Our loss in men and guns has been enormous. The enemy, on the contrary, has lost no guns, and but few men.
It will be seen that the enemy can very easily proceed in this manner into the interior, and conquer the whole country without suffering very much discomfiture, unless we have guns of as long or longer range than the enemy has, and as many of them, also as many skilled troops to operate them.
Most persons imagine that infantry, armed with the modern long-range magazine-rifles, can go into battle, and shoot large numbers of an enemy, and that, if the infantry is numerous and daring enough and brave enough, they will be able to whip the enemy without the support of field artillery. This is a grave error. An army of a million men, consisting entirely of infantry, armed with modern shoulder-arms, would be completely over-matched and easily defeated by an army of 25,000 men amply equipped with modern field artillery. The infantry would be wholly unable to get within musket-range, because they would all be destroyed by the shrapnel of the enemy before they could get near enough to fire a single effective shot.
A hundred thousand English, Germans, or Japanese, equipped with the longest and best modern field artillery, with plenty of ammunition and supply trains, air-scouts and engineer corps, could, in our present defenseless condition, march through this country as Xenophon's ten thousand marched through ancient Persia. They could cut their way through all opposition that we could offer. We have neither the infantry, nor the artillery, nor the cavalry, to oppose them, and the artillery we have is of so much shorter range that at no time could we get near enough to the enemy to reach him with our guns.
If war comes between us and any of the Great Powers, the splendid young men of the country—husbands, fathers, sons, brothers, lovers—will have to go to the front and meet the invaders.
If they go forward equipped with the necessary arms, ammunition, and enginery of war, and are well trained and well officered, then they will be able not only to hold their own against the invaders, with comparatively little loss of life, but also to repel and drive out the enemy and save our land from spoliation and our homes from despoliation.
If, on the other hand, they are to be sent forward without the necessary arms, ammunition, and enginery, and without training, and incompetently or incompletely officered, as the pacifist propagandists and other sentimentalists are advising and planning that they be sent, then they will go just like lambs to the slaughter.

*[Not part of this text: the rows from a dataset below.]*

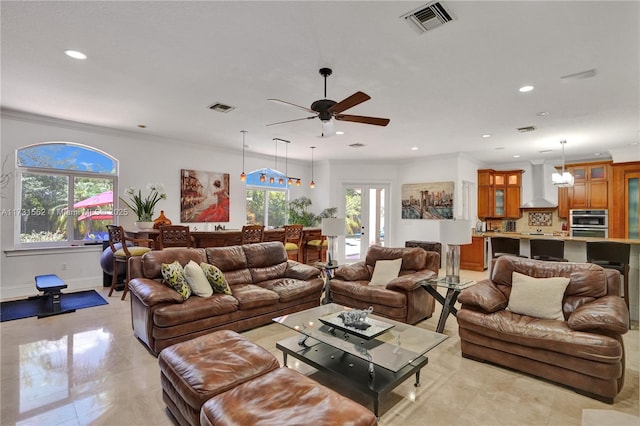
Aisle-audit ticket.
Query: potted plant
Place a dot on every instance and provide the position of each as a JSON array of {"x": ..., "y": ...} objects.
[{"x": 144, "y": 207}]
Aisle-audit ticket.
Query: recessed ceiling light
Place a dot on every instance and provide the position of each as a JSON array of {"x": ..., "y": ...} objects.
[{"x": 75, "y": 54}]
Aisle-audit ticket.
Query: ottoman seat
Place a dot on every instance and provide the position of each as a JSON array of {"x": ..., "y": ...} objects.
[
  {"x": 283, "y": 397},
  {"x": 196, "y": 370}
]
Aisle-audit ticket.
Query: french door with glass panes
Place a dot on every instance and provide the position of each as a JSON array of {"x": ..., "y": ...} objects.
[{"x": 366, "y": 219}]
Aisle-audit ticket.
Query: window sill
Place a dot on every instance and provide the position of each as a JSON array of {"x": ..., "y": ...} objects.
[{"x": 40, "y": 251}]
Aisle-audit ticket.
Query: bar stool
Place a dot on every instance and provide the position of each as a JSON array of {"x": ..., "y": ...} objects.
[
  {"x": 551, "y": 250},
  {"x": 611, "y": 255}
]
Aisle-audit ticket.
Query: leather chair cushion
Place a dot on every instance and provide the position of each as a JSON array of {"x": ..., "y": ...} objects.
[
  {"x": 201, "y": 368},
  {"x": 283, "y": 396}
]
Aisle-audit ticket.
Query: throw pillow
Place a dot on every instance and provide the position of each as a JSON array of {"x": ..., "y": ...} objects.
[
  {"x": 385, "y": 270},
  {"x": 537, "y": 297},
  {"x": 216, "y": 278},
  {"x": 197, "y": 280},
  {"x": 173, "y": 276}
]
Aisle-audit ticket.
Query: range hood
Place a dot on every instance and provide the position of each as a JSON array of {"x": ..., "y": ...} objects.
[{"x": 538, "y": 201}]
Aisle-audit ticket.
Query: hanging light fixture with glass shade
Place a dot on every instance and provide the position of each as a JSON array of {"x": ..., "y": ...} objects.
[
  {"x": 564, "y": 179},
  {"x": 243, "y": 176},
  {"x": 312, "y": 184}
]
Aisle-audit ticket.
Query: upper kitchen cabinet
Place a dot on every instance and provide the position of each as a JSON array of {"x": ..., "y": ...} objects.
[
  {"x": 499, "y": 193},
  {"x": 591, "y": 187}
]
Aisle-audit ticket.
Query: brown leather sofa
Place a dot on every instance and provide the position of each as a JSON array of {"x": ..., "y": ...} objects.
[
  {"x": 584, "y": 352},
  {"x": 263, "y": 282},
  {"x": 402, "y": 299}
]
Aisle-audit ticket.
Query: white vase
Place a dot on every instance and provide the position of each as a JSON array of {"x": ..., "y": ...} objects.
[{"x": 144, "y": 226}]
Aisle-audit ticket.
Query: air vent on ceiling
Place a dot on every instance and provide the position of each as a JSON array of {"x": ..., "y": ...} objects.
[
  {"x": 427, "y": 17},
  {"x": 221, "y": 107}
]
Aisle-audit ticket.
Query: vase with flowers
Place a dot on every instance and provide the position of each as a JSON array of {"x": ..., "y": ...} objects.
[{"x": 144, "y": 207}]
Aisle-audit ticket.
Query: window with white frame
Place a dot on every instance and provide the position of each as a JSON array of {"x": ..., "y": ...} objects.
[{"x": 64, "y": 194}]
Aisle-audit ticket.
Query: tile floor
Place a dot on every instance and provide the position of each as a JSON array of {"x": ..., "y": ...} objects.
[{"x": 87, "y": 368}]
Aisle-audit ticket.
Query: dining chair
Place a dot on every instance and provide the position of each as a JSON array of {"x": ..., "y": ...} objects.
[
  {"x": 612, "y": 255},
  {"x": 547, "y": 249},
  {"x": 174, "y": 236},
  {"x": 293, "y": 241},
  {"x": 122, "y": 252},
  {"x": 252, "y": 234}
]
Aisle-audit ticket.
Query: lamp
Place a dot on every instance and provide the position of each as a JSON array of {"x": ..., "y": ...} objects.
[
  {"x": 312, "y": 184},
  {"x": 564, "y": 179},
  {"x": 454, "y": 233},
  {"x": 243, "y": 176},
  {"x": 332, "y": 227}
]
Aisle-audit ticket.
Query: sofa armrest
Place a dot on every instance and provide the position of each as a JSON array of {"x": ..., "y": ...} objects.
[
  {"x": 151, "y": 292},
  {"x": 410, "y": 282},
  {"x": 301, "y": 271},
  {"x": 608, "y": 313},
  {"x": 355, "y": 272},
  {"x": 485, "y": 295}
]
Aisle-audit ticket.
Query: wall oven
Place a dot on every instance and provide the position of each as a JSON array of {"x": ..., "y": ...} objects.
[{"x": 589, "y": 223}]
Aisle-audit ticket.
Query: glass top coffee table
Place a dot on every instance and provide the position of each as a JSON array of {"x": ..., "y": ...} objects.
[{"x": 375, "y": 360}]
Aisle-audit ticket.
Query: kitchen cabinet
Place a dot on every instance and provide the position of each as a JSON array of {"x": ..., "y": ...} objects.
[
  {"x": 472, "y": 256},
  {"x": 591, "y": 186},
  {"x": 499, "y": 193}
]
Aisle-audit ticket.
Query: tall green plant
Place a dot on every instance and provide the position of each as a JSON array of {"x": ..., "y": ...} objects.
[{"x": 299, "y": 213}]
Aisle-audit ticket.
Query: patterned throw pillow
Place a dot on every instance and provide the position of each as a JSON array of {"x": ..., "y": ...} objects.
[
  {"x": 216, "y": 278},
  {"x": 173, "y": 276}
]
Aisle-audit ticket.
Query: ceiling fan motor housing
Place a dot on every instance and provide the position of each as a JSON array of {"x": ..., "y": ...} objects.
[{"x": 322, "y": 108}]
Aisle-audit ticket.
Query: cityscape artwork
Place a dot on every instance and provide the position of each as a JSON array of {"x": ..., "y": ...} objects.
[{"x": 427, "y": 200}]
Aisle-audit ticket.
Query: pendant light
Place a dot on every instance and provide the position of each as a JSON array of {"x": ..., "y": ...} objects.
[
  {"x": 564, "y": 179},
  {"x": 243, "y": 176},
  {"x": 312, "y": 184}
]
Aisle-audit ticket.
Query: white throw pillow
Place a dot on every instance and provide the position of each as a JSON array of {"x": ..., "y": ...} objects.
[
  {"x": 385, "y": 270},
  {"x": 537, "y": 297},
  {"x": 197, "y": 280}
]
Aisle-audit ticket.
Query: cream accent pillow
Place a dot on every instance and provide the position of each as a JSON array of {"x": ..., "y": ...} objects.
[
  {"x": 197, "y": 280},
  {"x": 537, "y": 297},
  {"x": 385, "y": 271}
]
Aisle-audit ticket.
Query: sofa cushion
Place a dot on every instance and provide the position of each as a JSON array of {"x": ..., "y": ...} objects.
[
  {"x": 173, "y": 276},
  {"x": 289, "y": 289},
  {"x": 215, "y": 278},
  {"x": 537, "y": 297},
  {"x": 251, "y": 296},
  {"x": 197, "y": 280},
  {"x": 385, "y": 271}
]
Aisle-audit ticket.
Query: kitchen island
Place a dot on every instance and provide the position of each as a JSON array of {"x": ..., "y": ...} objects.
[{"x": 575, "y": 250}]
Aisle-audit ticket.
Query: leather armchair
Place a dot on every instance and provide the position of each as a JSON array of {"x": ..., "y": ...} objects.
[
  {"x": 403, "y": 298},
  {"x": 584, "y": 352}
]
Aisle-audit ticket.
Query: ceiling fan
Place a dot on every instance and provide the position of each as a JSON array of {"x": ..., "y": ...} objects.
[{"x": 326, "y": 109}]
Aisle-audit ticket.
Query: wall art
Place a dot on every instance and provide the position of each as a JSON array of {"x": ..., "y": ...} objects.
[
  {"x": 432, "y": 200},
  {"x": 204, "y": 196}
]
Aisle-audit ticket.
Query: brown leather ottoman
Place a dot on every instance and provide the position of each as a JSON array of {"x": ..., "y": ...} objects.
[
  {"x": 283, "y": 397},
  {"x": 198, "y": 369}
]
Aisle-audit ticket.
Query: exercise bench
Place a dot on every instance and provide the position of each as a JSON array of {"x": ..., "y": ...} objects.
[{"x": 51, "y": 285}]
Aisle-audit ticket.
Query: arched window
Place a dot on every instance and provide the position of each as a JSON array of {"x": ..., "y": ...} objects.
[{"x": 65, "y": 194}]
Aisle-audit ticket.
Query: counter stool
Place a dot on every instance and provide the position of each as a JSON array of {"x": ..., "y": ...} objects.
[
  {"x": 544, "y": 249},
  {"x": 612, "y": 255}
]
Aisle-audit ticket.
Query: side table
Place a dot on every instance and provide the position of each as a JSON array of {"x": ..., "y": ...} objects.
[
  {"x": 327, "y": 271},
  {"x": 448, "y": 301}
]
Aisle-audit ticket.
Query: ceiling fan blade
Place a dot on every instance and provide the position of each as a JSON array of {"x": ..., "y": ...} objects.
[
  {"x": 289, "y": 121},
  {"x": 362, "y": 119},
  {"x": 289, "y": 104},
  {"x": 350, "y": 102}
]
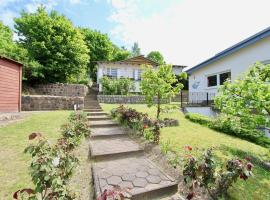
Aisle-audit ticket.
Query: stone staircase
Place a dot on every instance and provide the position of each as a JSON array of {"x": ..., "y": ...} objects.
[{"x": 119, "y": 161}]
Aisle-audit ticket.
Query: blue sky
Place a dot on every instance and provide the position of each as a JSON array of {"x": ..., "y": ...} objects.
[{"x": 184, "y": 31}]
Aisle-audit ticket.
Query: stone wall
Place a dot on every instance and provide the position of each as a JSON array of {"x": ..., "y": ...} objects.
[
  {"x": 60, "y": 89},
  {"x": 122, "y": 99},
  {"x": 46, "y": 102}
]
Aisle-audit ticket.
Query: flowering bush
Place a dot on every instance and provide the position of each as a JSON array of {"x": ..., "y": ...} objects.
[
  {"x": 203, "y": 172},
  {"x": 52, "y": 165}
]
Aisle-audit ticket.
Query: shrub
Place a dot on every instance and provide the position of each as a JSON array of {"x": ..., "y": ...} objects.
[
  {"x": 203, "y": 172},
  {"x": 120, "y": 86},
  {"x": 197, "y": 118},
  {"x": 52, "y": 165}
]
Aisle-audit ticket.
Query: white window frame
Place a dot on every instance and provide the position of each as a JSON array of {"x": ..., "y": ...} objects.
[
  {"x": 112, "y": 72},
  {"x": 218, "y": 78}
]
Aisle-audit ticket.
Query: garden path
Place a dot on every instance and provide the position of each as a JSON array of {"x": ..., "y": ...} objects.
[{"x": 119, "y": 161}]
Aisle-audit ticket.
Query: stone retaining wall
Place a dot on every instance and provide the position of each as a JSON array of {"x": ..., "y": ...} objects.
[
  {"x": 46, "y": 102},
  {"x": 60, "y": 89},
  {"x": 122, "y": 99}
]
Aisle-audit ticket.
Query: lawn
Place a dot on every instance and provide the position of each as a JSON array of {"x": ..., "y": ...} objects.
[
  {"x": 14, "y": 163},
  {"x": 189, "y": 133}
]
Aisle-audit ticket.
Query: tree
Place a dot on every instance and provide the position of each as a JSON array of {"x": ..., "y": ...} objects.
[
  {"x": 12, "y": 50},
  {"x": 247, "y": 99},
  {"x": 136, "y": 51},
  {"x": 100, "y": 46},
  {"x": 156, "y": 85},
  {"x": 53, "y": 41},
  {"x": 157, "y": 57}
]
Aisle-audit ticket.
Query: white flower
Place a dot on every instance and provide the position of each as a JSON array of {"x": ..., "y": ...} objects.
[{"x": 56, "y": 161}]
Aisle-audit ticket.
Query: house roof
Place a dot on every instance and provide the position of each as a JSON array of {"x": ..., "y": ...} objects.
[
  {"x": 10, "y": 60},
  {"x": 251, "y": 40},
  {"x": 138, "y": 60}
]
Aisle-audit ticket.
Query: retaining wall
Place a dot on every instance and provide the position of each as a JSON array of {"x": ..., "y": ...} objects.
[
  {"x": 60, "y": 89},
  {"x": 122, "y": 99},
  {"x": 46, "y": 102}
]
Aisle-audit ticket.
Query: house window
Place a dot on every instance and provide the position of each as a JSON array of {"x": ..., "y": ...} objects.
[
  {"x": 224, "y": 77},
  {"x": 212, "y": 81},
  {"x": 112, "y": 72}
]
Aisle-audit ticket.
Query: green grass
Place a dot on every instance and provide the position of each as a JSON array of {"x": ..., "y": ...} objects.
[
  {"x": 189, "y": 133},
  {"x": 14, "y": 163}
]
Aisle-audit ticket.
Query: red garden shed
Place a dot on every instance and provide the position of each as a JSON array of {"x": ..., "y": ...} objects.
[{"x": 10, "y": 85}]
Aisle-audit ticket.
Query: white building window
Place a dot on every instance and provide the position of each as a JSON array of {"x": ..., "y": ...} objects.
[
  {"x": 212, "y": 81},
  {"x": 224, "y": 77},
  {"x": 218, "y": 79},
  {"x": 112, "y": 72}
]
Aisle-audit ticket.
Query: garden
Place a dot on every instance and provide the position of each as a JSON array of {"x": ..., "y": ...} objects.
[
  {"x": 227, "y": 156},
  {"x": 47, "y": 168}
]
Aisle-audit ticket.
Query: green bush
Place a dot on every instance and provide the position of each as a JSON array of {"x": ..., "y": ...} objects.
[
  {"x": 197, "y": 118},
  {"x": 231, "y": 126},
  {"x": 120, "y": 86}
]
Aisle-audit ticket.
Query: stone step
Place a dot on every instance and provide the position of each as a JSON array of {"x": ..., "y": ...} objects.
[
  {"x": 99, "y": 118},
  {"x": 139, "y": 175},
  {"x": 108, "y": 132},
  {"x": 110, "y": 148},
  {"x": 93, "y": 109},
  {"x": 102, "y": 124},
  {"x": 96, "y": 113}
]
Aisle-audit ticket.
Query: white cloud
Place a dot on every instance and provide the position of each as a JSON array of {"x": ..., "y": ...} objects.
[{"x": 189, "y": 31}]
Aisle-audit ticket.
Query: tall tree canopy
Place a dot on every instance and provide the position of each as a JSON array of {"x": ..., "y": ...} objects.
[
  {"x": 248, "y": 98},
  {"x": 156, "y": 56},
  {"x": 11, "y": 49},
  {"x": 135, "y": 49},
  {"x": 158, "y": 83},
  {"x": 101, "y": 49},
  {"x": 53, "y": 41}
]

The zone of fire in front of the enemy's trenches will be heaped high, acres wide and miles long, with their dead bodies; and writhing, groaning, shrieking, agonized forms of the wounded will crawl over and under the dead toward the hope of safety and mercy.
Into such a hell are the hyper-sentimental peace sophists planning to send those you most love, those to whom you most cling, and on whom you most depend; and you are aiding and abetting the crime if you believe the words of these false reasoners.
Every word you aim against necessary preparedness for war may, in the final reckoning, aim a gun at the heart of him whom you love more than all the world; and you might be able to say a word that would protect him with a gun.